Fluency comes from moving your mouth and saying everything out loud to someone who can understand and correct you.
Take note of what phrases and vocabulary they use and practice applying those, too. Remember: Fluency comes from moving your mouth and saying everything out loud to someone who can understand and correct you. Practicing actually speaking is essential.
5. Keep a language notebook on you at all times
Buy a small Moleskin and keep it in your pocket or purse. Every time you can’t think of a word, stumble on pronunciation, get a correction, or hear a native speaker use new vocabulary, write it down! Focus on writing down entire phrases from your environment because studying phrases vs. words will help build fluency faster. Review your notebook every night and vow to apply 5 noted lessons the next day.

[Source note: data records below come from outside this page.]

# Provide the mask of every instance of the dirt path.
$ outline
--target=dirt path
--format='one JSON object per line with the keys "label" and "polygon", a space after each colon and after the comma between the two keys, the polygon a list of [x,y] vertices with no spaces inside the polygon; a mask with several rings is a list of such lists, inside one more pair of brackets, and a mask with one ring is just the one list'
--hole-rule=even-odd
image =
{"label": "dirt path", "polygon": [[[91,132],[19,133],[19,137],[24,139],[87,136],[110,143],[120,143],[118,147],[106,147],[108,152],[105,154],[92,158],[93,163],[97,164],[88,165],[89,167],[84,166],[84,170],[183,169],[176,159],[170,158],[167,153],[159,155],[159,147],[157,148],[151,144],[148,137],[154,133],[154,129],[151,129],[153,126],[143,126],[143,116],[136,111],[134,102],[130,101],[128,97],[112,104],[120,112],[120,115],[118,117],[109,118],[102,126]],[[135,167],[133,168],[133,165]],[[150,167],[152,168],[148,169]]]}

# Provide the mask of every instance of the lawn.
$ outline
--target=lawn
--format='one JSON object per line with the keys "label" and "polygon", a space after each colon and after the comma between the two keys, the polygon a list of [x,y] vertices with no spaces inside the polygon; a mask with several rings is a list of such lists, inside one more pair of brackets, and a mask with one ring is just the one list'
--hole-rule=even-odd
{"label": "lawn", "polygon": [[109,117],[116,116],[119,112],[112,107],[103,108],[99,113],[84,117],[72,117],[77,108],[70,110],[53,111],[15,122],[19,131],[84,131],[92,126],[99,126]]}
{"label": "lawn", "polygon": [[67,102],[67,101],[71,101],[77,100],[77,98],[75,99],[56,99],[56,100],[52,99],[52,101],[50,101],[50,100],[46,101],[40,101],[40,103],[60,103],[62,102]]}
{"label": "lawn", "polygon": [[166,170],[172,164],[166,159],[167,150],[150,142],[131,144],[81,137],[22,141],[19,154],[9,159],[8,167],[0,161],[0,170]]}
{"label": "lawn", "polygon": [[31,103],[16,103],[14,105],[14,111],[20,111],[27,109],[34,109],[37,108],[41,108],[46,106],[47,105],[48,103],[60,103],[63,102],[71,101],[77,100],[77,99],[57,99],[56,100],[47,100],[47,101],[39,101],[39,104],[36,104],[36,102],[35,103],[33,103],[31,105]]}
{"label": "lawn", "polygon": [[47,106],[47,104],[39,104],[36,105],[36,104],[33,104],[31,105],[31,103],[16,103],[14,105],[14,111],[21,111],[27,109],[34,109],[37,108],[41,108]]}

6. Don’t get hung up on the grammar…or your accent
You will probably always make slight grammar mistakes and have an accent as a non-native speaker. Embrace it, because it is part of your identity as a foreign speaker of the language. While I always strive for the best pronunciation I am capable of, I am aware that I will always sound a bit, well, foreign. The most important thing is to understand and to be understood, and to use your skills as the medium for exchanging ideas and experiences with other speakers of that language.
7. Don’t lose your personality
There may be a tendency at the onset of working and living in your new language environment to get stiff when speaking. You’re focused on digging up and stringing together the right words in the right order in the right accent — and it’s stressful work at first! Remember to smile, breathe, use humor when you can, and let your personality shine through the words themselves.
8. And don’t let paralysis take over!
Even if you’re scared, even if you hear yourself making mistakes, and even if you’re sitting next to another foreigner who speaks ten times better than you do, never. stop. speaking! The only way to get better is to keep trying, keep making mistakes, and keep having a good attitude about the learning curve that’s ahead of you.
9. Perfect your body language
If your spoken language isn’t perfect, at least focus on presenting yourself with confident, kind, and open body language that helps convey the right message. Make eye contact with your audience (even if you’re messing up!), use gentle gestures that underline what you’re saying, and SMILE!
10. Be able to laugh at your mistakes
Being a non-native speaker, you have a lifetime of mistake-making ahead of you, so get used to it sooner rather than later. It’s not unheard of that I even completely invent a word in Spanish when sitting with the CEO of a major Paraguayan company. I know I’ve done it when a sudden hint of a smile creeps across his lips and his eyes twinkle, breaking the seriousness of our discussion on his bank’s debt-equity ratio.